Rick Santorum is running for President. Also, he's terrifying.
Ever since Iowa finished caucusing and Rick Santorum galloped to a narrow second place, the former Pennsylvania Senator has garnered, well, about a metric ton of media that he wasn't getting previously.
But I wanted to bring to your attention to one nugget about Santorum that I haven't heard too many folks talking about. He opposes birth control. Full stop. For single women and for married women alike.
The former Senator doesn't mince words about it either. "One of the things I will talk about, that no president has talked about before, is I think the dangers of contraception in this country. It's not okay. It's . . . counter to how things are supposed to be."
He's also said that as President, he would go about eliminating all federal funding for contraception.
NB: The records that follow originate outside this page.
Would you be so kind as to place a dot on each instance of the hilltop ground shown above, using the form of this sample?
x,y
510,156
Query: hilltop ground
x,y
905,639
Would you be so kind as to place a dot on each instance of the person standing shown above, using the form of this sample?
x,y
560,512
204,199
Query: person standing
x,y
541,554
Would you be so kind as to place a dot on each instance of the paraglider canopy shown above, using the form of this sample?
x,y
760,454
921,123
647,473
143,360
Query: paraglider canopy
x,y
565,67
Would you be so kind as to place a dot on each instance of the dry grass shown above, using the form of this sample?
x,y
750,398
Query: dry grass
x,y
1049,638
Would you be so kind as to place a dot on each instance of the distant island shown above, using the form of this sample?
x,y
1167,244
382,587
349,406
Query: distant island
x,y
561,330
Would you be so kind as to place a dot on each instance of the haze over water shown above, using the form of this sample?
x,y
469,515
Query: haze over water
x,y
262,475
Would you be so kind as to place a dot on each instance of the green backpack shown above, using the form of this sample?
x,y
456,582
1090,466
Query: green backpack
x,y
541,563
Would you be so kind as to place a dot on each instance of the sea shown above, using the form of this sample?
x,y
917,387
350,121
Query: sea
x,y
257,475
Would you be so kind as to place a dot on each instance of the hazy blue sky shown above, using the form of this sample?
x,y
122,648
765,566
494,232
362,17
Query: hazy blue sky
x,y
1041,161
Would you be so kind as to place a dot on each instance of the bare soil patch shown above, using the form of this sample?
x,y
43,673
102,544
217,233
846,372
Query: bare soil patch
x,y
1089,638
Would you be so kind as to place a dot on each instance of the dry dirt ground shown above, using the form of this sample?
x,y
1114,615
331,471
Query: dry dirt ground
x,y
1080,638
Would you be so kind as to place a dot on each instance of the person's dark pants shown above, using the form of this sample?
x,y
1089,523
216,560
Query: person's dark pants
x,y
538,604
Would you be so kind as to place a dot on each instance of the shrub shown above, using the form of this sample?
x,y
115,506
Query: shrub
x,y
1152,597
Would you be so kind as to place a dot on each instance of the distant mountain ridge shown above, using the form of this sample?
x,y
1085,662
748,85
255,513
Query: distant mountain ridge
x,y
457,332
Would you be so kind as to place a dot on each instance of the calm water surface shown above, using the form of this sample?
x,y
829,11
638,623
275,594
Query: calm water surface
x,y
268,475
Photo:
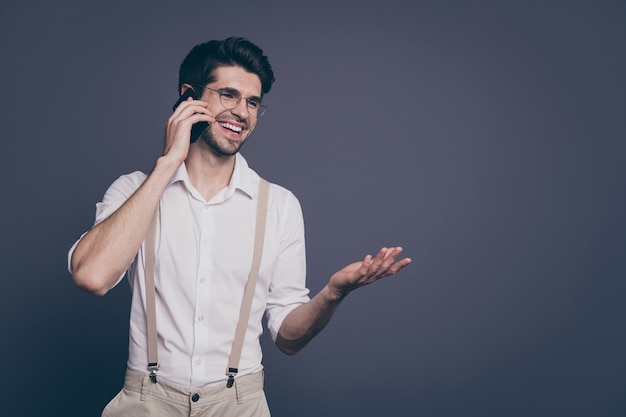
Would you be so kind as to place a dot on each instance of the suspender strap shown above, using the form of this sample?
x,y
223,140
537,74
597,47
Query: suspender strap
x,y
153,356
246,305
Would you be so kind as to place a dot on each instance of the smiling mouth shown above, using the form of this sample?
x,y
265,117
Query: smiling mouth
x,y
232,128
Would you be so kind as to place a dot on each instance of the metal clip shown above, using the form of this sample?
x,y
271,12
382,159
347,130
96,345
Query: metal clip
x,y
153,367
231,372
Contraception being the thing that prevents pregnancies. Contraception being the thing that the Supreme Court declared free from states' attempts to ban it -- in 1965. Contraception having been used by ninety-nine percent of sexually active women between the ages of 15 and 44.
Among the myriad horrors of a Santorum Presidency, this one is near the top of the list. And that's because it's just another example of the extremism of the Republican Party. It's just another example of the party's unflinching desire to slash women's rights to bits.
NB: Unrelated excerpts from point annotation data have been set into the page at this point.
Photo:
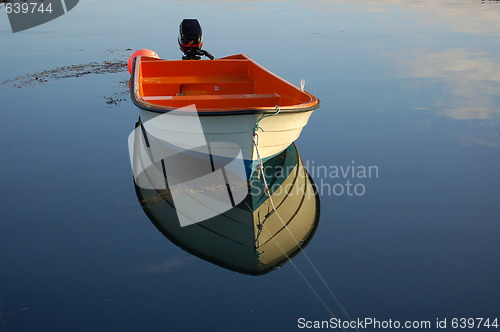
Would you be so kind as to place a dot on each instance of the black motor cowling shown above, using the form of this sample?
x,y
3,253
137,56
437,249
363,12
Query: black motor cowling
x,y
190,40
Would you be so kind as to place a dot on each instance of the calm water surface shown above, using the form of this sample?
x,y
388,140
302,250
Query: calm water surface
x,y
410,88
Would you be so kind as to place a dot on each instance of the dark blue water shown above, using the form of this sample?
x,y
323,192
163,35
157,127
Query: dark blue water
x,y
410,89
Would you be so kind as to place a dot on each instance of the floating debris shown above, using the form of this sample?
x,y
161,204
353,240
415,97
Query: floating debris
x,y
72,71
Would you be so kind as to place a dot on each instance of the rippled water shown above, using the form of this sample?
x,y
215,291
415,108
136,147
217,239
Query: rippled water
x,y
410,89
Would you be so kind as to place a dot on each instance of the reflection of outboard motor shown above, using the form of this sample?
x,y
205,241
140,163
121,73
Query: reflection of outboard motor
x,y
190,40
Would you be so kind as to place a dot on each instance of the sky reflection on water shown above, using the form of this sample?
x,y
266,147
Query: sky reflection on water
x,y
411,87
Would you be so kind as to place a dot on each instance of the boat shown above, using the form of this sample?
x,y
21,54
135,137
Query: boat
x,y
234,99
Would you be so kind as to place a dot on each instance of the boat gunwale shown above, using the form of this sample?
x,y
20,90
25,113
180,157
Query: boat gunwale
x,y
140,102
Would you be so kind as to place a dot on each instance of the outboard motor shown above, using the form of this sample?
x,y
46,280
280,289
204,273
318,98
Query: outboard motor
x,y
190,40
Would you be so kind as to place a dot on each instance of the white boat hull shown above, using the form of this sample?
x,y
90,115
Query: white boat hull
x,y
228,135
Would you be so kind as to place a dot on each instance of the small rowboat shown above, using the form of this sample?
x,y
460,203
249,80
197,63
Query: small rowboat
x,y
231,96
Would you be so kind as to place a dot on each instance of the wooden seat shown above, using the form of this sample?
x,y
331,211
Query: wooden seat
x,y
230,101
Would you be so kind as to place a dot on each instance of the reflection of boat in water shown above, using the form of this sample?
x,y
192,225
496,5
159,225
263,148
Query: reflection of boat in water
x,y
252,237
230,95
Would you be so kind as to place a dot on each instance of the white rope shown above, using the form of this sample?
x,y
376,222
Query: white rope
x,y
260,169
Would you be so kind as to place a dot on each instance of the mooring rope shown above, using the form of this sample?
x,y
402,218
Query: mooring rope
x,y
260,169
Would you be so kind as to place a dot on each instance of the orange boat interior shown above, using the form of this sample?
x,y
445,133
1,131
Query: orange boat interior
x,y
230,83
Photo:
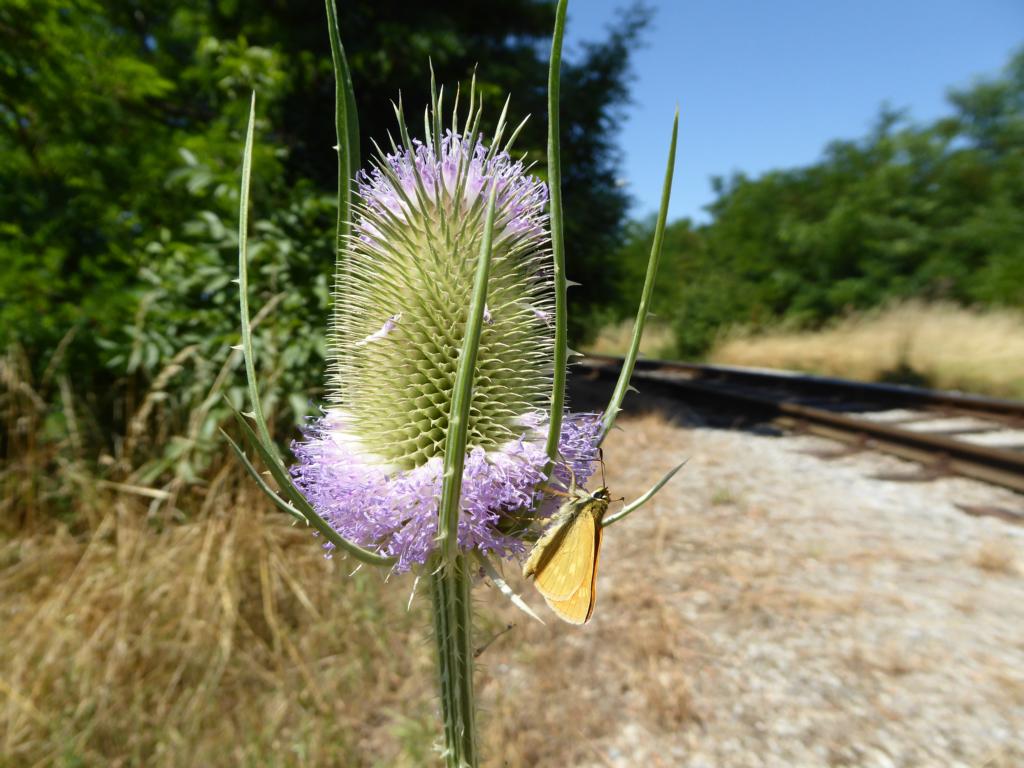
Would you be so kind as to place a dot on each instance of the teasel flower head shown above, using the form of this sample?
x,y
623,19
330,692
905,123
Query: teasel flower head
x,y
372,465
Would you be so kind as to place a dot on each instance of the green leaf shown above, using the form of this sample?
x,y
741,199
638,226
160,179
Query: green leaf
x,y
462,396
557,238
622,386
635,505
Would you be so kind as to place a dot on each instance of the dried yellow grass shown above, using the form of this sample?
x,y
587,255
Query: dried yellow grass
x,y
657,340
938,345
223,641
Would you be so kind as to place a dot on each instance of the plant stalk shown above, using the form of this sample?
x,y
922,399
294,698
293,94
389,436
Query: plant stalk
x,y
451,585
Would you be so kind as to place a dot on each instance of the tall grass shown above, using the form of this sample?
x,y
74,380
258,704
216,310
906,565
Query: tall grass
x,y
159,622
938,345
657,340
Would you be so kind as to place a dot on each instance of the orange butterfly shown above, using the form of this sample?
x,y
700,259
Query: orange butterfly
x,y
563,562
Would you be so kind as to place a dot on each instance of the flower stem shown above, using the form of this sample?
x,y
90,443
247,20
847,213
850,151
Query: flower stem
x,y
451,584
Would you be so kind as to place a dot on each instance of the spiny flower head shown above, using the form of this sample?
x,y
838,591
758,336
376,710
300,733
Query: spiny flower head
x,y
372,466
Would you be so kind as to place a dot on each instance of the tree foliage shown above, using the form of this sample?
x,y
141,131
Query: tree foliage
x,y
121,132
933,211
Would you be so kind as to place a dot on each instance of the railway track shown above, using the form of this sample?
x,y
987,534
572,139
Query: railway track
x,y
944,432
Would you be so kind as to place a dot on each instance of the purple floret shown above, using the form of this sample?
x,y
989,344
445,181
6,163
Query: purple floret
x,y
520,200
395,512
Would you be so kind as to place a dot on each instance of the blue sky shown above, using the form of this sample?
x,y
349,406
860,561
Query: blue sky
x,y
766,84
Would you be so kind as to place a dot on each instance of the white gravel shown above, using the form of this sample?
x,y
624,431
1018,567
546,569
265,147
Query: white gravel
x,y
825,617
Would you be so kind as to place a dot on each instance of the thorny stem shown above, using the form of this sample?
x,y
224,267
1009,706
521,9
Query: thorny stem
x,y
451,584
And in a time when our economy remains shaky and women and families remain some of those most affected by it, I can't get my head around the idea that what the country needs is more unwanted pregnancies.
And so, Rick Santorum's positions on women and families can be summed up in just one word. Terrifying. Terrifying in his opinion that it's no big thing to make basic women's healthcare illegal; terrifying in his obliviousness to his own radical positions. Just really, really terrifying.